Ms Sturgeon acknowledged this and won admirers initially by insisting that no-one – not even a man who had been in many ways her own mentor – could be above investigation. So how can she possibly not have realised that repeated unminuted meetings and phone calls between herself and Mr Salmond were fundamentally problematic? How can she continue to insist that meeting him to discuss a government investigation in the presence of a government employee was not a government business which should minuted? It stretches credulity.

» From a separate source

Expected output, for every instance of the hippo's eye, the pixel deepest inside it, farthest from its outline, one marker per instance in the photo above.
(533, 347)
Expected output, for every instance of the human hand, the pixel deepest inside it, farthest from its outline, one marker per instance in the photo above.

How can the investigation have been allowed to be fatally compromised by a procedural error so early in the process? Is is no wonder she laboured to convince.

The partisan rumblings around the investigation, it must be said, also stretch credibility. As Ms Sturgeon points out, she appears to be being accused of both plotting against Mr Salmond and colluding with him. The truth is this is likely more cock up than conspiracy.

But it is the biggest crisis the current first minister has faced, and with multiple investigations of her role looming, it is becoming a morass from which escape can only be time-consuming and damaging. Meanwhile the women must now await a police Scotland investigation or their allegations risk being sidelined.

It is all a potentially catastrophic distraction as Brexit looms. As an apparently inept UK government is steering us towards a quite different crisis. Scotland needs its government and first minister to be paying full attention.